WED AUGUST 24.2011
In every large group there may be a very small number of individuals who engage or might engage in unacceptable behavior. So the question becomes, how do we identify such individuals and prevent them from entering our schools?
THE PROBLEM WITH OHEL IS AT THE TOP.WE KNOW THERE IS A CHANGE WHEN THEY BEGIN REPORTING ABUSERS TO THE POLICE HORAV YOSEF BLAU ROSH YESHIVA YESHIVA UNIVERSITY
Social service organizations have for many years been required to fingerprint and complete a criminal background check on all employees. It can take from several days to a week to get results of a fingerprint check. Every now and then a hit comes back on a prospective new hire showing a criminal record. The system also sends information to employers of any new criminal proceedings against a person already in their employ.
Which brings us to the point of Prevent, Police, Prosecute.
There are several ways we can work to prevent the sexual abuse of our children. Parents must speak to their children at several different stages in the child's life, while schools must adopt a strong program to educate students, faculty and parents as well as monitor and adhere to mandated reporting protocols.
Another important factor whose time has come is the fingerprinting of all people employed in yeshivas and day schools, as is currently required in public schools. A detailed proposal by Elliot Pasik, Esq., and other advocates is a sound template urging the state legislature to enact laws requiring fingerprinting in private schools.

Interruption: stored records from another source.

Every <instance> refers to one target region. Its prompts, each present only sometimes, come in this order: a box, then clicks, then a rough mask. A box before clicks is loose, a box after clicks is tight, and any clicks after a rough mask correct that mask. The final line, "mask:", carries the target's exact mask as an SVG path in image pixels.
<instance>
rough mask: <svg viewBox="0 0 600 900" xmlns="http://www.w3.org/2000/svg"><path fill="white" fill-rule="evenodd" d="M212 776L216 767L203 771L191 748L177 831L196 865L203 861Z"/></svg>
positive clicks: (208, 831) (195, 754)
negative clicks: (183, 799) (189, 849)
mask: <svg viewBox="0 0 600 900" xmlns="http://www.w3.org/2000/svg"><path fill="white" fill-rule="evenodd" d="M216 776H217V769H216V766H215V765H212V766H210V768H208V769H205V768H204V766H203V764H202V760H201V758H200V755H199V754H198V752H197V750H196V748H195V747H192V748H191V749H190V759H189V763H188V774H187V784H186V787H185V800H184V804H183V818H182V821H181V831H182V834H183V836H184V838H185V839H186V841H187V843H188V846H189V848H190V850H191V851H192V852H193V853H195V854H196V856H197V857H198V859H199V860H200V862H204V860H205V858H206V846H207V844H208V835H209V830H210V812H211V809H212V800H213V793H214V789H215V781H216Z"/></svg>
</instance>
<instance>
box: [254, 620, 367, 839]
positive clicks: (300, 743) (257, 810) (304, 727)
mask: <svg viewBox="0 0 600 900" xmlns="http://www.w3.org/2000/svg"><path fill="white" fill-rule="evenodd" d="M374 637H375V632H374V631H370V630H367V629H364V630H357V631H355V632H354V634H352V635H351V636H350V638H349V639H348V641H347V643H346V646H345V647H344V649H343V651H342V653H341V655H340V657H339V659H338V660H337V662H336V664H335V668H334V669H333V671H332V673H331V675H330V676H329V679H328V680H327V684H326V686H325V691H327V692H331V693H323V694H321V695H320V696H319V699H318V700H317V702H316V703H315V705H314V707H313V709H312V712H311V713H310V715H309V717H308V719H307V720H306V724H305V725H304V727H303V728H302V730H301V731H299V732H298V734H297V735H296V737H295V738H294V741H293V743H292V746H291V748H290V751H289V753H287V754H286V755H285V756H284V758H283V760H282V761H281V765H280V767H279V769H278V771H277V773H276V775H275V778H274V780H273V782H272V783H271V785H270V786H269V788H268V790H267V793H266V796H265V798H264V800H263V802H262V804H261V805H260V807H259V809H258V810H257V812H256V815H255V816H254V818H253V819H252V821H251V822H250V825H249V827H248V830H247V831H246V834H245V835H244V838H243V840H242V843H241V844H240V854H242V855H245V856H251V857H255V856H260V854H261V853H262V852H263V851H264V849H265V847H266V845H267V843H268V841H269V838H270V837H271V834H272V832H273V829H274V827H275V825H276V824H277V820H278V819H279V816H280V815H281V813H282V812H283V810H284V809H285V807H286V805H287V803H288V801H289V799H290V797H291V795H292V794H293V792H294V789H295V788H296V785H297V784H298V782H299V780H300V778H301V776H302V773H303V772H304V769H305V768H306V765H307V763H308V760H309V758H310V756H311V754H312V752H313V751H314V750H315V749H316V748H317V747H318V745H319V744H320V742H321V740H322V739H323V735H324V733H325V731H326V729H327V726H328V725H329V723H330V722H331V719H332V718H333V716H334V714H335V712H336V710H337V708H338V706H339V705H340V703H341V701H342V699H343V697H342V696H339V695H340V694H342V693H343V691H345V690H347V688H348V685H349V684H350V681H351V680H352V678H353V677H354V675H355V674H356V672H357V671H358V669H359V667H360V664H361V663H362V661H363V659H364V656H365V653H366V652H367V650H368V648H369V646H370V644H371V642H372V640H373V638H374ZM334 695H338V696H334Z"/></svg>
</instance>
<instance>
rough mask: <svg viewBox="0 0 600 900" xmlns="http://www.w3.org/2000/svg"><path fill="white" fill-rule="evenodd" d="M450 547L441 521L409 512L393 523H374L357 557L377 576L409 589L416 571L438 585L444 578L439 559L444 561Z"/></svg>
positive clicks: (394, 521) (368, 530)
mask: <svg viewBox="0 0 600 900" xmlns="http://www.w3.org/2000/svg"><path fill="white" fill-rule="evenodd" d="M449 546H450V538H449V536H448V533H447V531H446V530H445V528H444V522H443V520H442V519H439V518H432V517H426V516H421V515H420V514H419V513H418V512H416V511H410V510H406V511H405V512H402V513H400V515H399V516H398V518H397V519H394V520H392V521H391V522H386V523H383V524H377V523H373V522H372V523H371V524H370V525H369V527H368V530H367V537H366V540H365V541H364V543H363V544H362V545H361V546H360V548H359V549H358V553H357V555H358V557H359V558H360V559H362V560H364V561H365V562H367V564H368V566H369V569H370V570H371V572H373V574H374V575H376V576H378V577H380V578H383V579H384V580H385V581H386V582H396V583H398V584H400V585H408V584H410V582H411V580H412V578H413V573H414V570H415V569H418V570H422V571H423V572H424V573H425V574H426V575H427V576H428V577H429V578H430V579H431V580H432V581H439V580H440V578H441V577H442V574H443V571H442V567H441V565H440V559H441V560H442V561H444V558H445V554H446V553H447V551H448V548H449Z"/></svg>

Why is this important? It comes down to playing the odds. It's only a matter of time before a hit will come back on an employee of some yeshiva or day school who has a criminal record and possibly a history of sexual abuse.
There are very few individuals in our community who have been convicted of crimes related to child sexual abuse, and even fewer on Megan's List. It may be a long shot, but we always want the odds to be in favor of our children.
Years ago in an article for The Jewish Press, I urged parents who had reason to believe their child had been or was being sexually abused to report it to the police.
"The concept of protecting one child (from shame and stigma) by not reporting this to the police," I wrote, "virtually assures that other children will be hurt in shul, in yeshiva or in the neighborhood park."
In a dozen subsequent articles in newspapers and magazines I emphasized the importance of working with police and district attorney staff to prosecute child molesters. Only by pushing abusers into the criminal justice system can we prevent them from harming other children. Moreover, once child molesters are prosecuted and have a criminal record, we will know who they are, and through fingerprint checks can keep them from jobs that provide access to children.
In Breaking the Silence: Sexual Abuse in the Jewish Community, a book I edited with Dr. David Pelcovitz, Rav Dovid Cohen, Ohel's mara d'asra for 41 years, describes the imperative of adhering to mandated reporting laws including contacting the police when sexual abuse takes place.
In the Mi Sheberach for a sick person, we refer to refuas hanefesh u'refuas haguf - healing of the soul and healing of the body. The healing of the soul comes first. If someone were to break into our home or car, or physically attack us, we would without question call the police. It is an attack on our person, our guf. Sexual abuse has been described as an attack on the soul as well as on the body. And if the Mi Sheberach gives priority to nefeshbefore guf, it is a strong message to protect the soul. If murder of the body can result in a life sentence for the convicted killer, why not a similar sentence for murder of the soul?
Playing the odds with lottery tickets is fine. Playing the odds with people who work with and to whom we entrust our children absolutely is not. Prevent, Police, Prosecute - three P's to protect our children from harm.